With the Varonis platform deployed, file servers onboarded and the initial Full FileWalk completed, Varonis will immediately start gathering event information of which users are accessing files in each folder. This helps build a picture of who is regularly accessing individual folders, which Varonis can overlay with the folder permissions to recommend users who can be removed from the respective folder permissions due to inactivity. This event information is gathered for 120 days during the IDU Analytics Period and may be used in conjunction with the ‘last modified’ date to classify data as stale.
(NB either the ‘last modified’ or ‘last accessed’ date can be used as the sole metric to classify stale data if remediation is an urgent requirement, but event information enhances accuracy.)
Data Classification Scan Timescales
The final phase of interest, from a project management perspective, is DCE scanning. Most commonly, our customers are looking to locate files containing GDPR terms such as mobile phone numbers or personal email addresses; we have also built bespoke DCE rules to search for industry-specific terms. Whichever rules are in scope, it can take a while to complete DCE scans as there are usually terabytes of information to be scanned on production file servers and Varonis’s platform is designed to complete these scans without putting an adverse load on these servers. For instance, Varonis is expected to only demand a workload from a file server equivalent to 5 users opening, searching and closing files at a time, so very little.
We generally encourage a three-phased approach to conduct the data classification, to reduce the need to rerun scans while ensuring accuracy.

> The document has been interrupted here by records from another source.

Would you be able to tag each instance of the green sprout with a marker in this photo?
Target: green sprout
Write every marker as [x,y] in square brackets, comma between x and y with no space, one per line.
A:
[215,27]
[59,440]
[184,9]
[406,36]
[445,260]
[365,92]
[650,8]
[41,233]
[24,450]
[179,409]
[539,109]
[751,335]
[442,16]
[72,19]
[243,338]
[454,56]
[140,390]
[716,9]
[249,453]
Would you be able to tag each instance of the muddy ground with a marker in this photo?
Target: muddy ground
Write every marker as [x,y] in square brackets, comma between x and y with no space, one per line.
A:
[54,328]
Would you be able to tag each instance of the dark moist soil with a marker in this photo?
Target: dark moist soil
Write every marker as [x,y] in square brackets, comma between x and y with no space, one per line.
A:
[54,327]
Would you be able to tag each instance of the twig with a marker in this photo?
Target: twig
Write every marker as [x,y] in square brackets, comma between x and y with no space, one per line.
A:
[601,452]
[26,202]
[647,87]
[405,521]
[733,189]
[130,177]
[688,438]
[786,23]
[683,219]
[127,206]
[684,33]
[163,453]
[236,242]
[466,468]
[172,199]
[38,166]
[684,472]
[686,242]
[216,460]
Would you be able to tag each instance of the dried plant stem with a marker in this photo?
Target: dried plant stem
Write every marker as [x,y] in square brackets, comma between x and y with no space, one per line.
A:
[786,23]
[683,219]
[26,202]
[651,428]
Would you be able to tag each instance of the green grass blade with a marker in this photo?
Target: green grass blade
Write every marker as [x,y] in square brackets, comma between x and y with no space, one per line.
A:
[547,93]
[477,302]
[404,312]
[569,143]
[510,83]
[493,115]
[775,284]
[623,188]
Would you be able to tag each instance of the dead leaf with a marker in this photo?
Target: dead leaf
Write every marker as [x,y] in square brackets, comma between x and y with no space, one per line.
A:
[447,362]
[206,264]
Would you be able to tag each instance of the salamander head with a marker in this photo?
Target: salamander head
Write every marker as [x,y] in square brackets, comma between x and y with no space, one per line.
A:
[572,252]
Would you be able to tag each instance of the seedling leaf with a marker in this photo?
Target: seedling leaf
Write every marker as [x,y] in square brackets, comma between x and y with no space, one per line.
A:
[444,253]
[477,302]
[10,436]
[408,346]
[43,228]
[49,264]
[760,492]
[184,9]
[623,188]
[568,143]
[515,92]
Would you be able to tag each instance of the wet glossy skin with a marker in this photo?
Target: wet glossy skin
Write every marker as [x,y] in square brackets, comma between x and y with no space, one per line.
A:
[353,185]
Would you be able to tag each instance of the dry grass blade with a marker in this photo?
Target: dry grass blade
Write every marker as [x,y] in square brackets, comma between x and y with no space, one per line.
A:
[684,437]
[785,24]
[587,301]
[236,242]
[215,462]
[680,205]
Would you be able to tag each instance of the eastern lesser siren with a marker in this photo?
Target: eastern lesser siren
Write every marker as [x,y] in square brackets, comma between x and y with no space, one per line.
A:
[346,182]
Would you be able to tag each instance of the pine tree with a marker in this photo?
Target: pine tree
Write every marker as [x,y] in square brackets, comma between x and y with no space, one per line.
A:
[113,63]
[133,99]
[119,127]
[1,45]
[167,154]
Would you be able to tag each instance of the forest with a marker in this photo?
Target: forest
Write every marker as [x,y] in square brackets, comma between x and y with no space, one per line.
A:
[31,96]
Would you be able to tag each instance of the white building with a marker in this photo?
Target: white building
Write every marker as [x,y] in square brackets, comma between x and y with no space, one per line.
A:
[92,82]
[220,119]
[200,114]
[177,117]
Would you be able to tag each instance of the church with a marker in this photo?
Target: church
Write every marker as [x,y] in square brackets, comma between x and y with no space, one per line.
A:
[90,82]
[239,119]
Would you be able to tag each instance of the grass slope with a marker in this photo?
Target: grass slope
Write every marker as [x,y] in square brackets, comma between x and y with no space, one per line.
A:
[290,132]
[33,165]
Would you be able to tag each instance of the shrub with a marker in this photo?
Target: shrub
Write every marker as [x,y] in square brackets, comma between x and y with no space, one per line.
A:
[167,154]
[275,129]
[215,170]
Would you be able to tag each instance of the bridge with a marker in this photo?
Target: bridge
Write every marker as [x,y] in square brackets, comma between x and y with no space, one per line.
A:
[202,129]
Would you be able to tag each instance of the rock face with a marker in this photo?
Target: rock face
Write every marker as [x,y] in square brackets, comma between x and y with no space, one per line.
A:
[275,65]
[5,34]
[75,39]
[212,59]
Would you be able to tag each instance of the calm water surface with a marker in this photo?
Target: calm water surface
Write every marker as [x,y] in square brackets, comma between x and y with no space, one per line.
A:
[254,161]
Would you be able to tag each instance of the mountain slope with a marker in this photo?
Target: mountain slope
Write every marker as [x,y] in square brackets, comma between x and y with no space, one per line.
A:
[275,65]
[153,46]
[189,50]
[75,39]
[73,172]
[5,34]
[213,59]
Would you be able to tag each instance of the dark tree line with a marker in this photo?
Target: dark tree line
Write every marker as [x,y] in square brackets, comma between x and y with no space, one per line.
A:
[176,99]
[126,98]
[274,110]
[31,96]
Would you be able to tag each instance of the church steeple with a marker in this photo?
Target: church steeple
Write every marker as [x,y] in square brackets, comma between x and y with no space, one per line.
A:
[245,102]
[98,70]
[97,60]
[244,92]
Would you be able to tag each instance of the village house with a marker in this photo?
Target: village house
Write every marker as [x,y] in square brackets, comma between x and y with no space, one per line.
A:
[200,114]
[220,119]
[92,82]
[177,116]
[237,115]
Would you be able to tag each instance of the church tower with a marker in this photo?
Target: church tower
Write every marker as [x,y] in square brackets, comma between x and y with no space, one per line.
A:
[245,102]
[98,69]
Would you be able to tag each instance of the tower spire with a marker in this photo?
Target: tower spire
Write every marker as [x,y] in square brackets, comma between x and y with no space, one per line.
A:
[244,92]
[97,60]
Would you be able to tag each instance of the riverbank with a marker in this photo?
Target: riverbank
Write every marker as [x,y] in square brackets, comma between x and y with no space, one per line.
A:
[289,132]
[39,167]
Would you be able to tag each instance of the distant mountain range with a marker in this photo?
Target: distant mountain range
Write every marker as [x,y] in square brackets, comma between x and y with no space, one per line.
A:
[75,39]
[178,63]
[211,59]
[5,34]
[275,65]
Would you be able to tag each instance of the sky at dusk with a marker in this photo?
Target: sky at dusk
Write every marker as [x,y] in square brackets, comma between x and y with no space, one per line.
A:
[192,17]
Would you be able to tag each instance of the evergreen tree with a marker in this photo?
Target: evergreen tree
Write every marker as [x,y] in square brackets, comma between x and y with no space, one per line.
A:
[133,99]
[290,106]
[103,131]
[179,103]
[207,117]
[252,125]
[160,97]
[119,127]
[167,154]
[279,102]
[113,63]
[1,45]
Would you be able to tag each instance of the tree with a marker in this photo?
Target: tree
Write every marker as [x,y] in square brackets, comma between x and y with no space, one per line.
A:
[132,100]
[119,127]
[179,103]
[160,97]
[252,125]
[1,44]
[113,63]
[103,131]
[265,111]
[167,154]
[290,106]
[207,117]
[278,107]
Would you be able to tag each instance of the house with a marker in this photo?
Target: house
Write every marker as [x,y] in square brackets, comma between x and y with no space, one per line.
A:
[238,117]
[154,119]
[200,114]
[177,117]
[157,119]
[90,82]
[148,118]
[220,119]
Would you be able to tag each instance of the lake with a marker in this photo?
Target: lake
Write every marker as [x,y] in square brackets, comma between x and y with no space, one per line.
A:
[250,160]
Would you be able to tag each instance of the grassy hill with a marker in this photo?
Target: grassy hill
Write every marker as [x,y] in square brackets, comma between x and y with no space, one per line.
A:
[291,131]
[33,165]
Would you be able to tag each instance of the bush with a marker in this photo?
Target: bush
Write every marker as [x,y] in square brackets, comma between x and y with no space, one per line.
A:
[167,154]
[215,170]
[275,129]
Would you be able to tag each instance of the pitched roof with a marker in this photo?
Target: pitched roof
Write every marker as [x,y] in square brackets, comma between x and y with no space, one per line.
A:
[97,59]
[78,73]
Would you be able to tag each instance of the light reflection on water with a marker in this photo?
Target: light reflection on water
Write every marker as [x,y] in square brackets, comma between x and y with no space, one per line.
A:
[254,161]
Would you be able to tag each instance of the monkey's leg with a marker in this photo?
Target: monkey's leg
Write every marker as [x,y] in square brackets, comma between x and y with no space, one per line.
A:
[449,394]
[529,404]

- Pilot Scan – an initial scan using the desired DCE Scan Rules and targeting a small area of the data repository with a representative cross-section of data classifications. This provides a baseline which can then be examined for false positives (and possible false negatives) and the rules then tuned.
- Beta Scan – this is where a larger area, typically one server, is scanned ,the results examined and the rules tuned further if necessary.

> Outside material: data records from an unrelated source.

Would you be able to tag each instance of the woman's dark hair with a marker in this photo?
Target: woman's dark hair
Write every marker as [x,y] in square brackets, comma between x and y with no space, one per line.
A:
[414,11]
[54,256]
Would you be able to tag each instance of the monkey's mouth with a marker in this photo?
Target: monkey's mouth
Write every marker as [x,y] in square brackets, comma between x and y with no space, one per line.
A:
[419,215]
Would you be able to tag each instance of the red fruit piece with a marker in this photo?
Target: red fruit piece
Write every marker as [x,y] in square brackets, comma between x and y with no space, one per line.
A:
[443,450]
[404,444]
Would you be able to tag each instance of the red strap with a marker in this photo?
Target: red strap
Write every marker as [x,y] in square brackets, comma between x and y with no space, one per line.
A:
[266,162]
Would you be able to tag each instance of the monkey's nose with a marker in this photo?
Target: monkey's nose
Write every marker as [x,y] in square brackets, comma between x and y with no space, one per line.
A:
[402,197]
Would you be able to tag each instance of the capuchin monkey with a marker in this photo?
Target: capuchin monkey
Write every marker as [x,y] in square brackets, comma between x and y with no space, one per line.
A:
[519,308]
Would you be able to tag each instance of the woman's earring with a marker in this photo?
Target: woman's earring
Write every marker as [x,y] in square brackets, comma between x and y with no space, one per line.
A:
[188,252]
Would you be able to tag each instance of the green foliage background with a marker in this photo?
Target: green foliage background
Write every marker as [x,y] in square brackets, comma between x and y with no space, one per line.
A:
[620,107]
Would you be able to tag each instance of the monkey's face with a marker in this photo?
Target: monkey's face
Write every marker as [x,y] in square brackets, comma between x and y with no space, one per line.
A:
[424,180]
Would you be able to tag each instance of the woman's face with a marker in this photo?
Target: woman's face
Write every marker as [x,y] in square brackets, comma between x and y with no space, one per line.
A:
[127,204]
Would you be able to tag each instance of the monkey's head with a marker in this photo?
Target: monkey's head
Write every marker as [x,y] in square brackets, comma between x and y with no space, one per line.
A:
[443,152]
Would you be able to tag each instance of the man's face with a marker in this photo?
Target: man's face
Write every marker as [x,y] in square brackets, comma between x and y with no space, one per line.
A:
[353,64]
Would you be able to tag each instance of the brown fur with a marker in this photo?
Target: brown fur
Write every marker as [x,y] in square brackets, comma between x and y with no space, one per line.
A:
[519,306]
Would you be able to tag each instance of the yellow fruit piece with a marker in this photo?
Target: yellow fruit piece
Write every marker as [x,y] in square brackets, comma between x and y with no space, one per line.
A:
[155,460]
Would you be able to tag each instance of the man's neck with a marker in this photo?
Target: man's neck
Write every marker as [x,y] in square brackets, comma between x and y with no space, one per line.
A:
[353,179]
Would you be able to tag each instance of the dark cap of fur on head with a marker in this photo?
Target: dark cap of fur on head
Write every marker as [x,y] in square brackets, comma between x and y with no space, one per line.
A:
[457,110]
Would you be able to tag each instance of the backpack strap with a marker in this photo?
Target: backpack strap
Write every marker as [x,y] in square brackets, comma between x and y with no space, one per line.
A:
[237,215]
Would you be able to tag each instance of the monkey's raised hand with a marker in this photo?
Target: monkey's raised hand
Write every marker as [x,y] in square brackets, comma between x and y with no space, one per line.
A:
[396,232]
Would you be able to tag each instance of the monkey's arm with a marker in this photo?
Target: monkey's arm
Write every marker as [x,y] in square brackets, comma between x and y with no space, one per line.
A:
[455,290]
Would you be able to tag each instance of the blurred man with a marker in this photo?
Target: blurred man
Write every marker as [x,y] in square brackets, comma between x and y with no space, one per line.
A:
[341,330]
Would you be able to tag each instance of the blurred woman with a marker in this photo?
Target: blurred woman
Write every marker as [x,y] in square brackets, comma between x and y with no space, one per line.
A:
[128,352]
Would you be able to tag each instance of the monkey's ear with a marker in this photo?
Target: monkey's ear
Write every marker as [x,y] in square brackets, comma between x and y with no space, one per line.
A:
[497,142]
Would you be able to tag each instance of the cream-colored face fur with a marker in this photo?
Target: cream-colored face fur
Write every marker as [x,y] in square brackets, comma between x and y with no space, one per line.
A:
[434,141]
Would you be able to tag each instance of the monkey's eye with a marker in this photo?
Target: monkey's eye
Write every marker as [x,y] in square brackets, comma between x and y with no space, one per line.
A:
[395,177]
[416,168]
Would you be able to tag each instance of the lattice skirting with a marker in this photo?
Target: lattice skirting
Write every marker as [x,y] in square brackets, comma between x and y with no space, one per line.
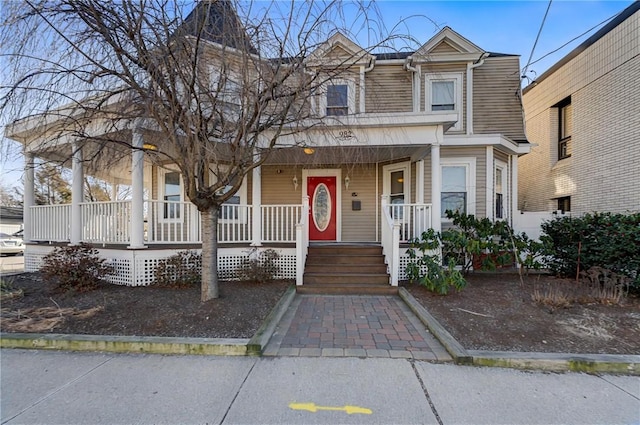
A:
[137,267]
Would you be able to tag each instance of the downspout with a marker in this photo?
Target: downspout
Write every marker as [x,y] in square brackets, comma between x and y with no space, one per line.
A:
[416,82]
[470,68]
[363,71]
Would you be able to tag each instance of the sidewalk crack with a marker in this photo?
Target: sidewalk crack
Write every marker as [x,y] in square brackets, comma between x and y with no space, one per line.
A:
[426,392]
[224,417]
[57,390]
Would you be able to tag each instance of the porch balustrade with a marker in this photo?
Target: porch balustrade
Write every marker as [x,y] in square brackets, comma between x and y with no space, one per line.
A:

- Production Scan – this is the scan over the whole of the organisation.
It is difficult to predict time required for DCE scans, however, the Pilot and Beta Scans can be used to predict possible time scales, with resilience being built into the project plan accordingly. Potential factors affecting the DCE scan speed include data volume, Collector and File server performance, networking, and the quantity and types of rules and expressions.
As outlined, the timescales and challenges to deploying Varonis at scale can vary depending on the Varonis modules involved, the desired use cases, and any specific idiosyncrasies in the customer’s IT environment. With a coherent project management approach and our experienced team, Somerford have been able to successfully deploy Varonis at several leading multinational organizations. Somerford are continuing to work with these customers to efficiently utilize Varonis’s functionality to gain better visibility of their exposure, remediate areas of risk, and improve the security of their data.